Die Allgemeinen Geschäftsbedingungen der Detailhändler, welche solche Self-Checkout Kassen im Einsatz haben, statuieren unter anderem das Recht auf Stichproben. Der Kunde hat sich allfälligen Stichproben durch das Personal zu unterziehen. Wird nach einem Vergleich des getätigten Einkaufs mit dem Kassenbeleg eine Abweichung festgestellt, so können die Personalien des Kunden registriert werden (vgl. etwa die Allgemeinen Geschäftsbedingungen der Migros betreffend «Subito Self-Checkout», abrufbar unter: https://subito.migros.ch/de/self-checkout.html). Wird ein Kunde in diesem Zusammenhang mehrmals registriert, kann dies unter Umständen ein Indiz für Vorsatz bzw. Aneignungs- und Bereicherungsabsicht darstellen. Im Einzelfall liegt die Beurteilung der Strafbarkeit jedoch stets im Ermessen des zuständigen Gerichts.

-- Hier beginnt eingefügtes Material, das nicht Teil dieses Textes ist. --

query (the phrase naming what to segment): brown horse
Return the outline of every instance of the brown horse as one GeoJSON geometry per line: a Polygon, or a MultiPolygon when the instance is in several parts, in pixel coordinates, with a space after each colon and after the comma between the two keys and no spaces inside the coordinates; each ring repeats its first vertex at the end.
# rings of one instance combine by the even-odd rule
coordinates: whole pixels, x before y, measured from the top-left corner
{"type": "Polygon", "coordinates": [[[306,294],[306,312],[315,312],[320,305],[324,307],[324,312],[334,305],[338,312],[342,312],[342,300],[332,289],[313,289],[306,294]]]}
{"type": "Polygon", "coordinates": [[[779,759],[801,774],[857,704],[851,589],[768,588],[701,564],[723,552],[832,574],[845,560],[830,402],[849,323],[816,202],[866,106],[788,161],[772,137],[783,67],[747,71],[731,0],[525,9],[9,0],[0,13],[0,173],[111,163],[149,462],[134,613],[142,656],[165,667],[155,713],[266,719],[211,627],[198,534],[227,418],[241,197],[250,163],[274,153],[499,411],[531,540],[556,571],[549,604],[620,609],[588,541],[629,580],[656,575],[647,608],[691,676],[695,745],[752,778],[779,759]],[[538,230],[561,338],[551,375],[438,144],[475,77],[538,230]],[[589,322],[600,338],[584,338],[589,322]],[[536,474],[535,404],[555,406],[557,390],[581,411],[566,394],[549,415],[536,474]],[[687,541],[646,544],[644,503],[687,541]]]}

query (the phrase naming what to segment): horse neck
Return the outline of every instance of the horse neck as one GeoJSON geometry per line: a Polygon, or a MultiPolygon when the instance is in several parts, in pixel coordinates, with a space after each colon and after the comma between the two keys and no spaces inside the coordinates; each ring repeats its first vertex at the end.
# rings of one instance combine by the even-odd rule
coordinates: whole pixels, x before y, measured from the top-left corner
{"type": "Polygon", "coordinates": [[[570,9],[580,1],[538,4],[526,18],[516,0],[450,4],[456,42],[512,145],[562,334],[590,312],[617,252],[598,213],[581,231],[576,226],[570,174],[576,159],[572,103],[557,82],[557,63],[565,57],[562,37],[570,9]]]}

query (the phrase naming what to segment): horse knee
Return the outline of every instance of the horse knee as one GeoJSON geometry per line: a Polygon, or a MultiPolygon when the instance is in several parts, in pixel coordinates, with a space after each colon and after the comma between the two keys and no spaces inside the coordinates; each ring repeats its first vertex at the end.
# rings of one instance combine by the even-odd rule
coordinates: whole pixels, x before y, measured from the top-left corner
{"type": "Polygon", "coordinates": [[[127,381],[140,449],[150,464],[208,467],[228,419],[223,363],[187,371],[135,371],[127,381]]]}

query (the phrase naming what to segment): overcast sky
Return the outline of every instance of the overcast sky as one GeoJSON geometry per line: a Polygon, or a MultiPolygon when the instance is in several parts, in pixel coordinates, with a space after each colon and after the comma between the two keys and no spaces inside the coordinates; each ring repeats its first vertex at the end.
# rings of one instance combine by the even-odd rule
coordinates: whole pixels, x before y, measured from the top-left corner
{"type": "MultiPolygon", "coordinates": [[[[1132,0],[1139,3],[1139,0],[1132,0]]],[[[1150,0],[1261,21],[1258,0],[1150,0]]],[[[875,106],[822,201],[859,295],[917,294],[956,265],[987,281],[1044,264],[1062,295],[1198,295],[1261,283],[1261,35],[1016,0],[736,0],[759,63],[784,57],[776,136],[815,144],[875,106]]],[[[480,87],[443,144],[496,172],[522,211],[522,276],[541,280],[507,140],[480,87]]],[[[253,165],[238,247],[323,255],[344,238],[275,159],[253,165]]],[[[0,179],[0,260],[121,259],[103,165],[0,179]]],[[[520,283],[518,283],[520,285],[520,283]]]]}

3. Geringfügiges Vermögensdelikt
Da es sich bei Ladendiebstählen in der Regel um kleinere Beträge handelt, kann Art. 172ter StGB einschlägig sein Dieser Tatbestand stellt eine Privilegierung für Fälle kleiner Vermögensdelinquenz dar. Gemäss Art. 172ter StGB wird der Täter – auf Antrag – mit Busse bestraft, wenn sich die Tat auf einen geringen Vermögenswert oder geringen Schaden richtet. Ein Diebstahl etwa wird so auf die Stufe der Übertretung herabgesetzt und die Strafverfolgung an einen entsprechenden Strafantrag geknüpft (vgl. zum Ganzen Weissenberger, BSK-StGB-II, 3. Auflage 2013, N4 ff. zu Art. 172ter). Das Bundesgericht hat die Grenze für einen geringen Wert bzw. Schaden auf je CHF 300 festgesetzt (BGE 123 IV 119 E. 3d).
4. Fazit
Vergisst ein Kunde, einen bestimmten Artikel einzuscannen, so macht er sich nicht des Diebstahls strafbar, da der subjektive Tatbestand, namentlich der Vorsatz, fehlt. Kommt dies mehrmals vor und werden dabei jeweils die Personalien des betreffenden Kunden registriert, ist nicht ausgeschlossen, dass der Detailhändler Strafanzeige resp. Strafantrag einreicht. Dabei kann die wiederholte Registrierung des Kunden als Indiz für Vorsatz ausgelegt werden. Im Einzelfall liegt die rechtliche Würdigung jedoch stets im Ermessen des Strafgerichts.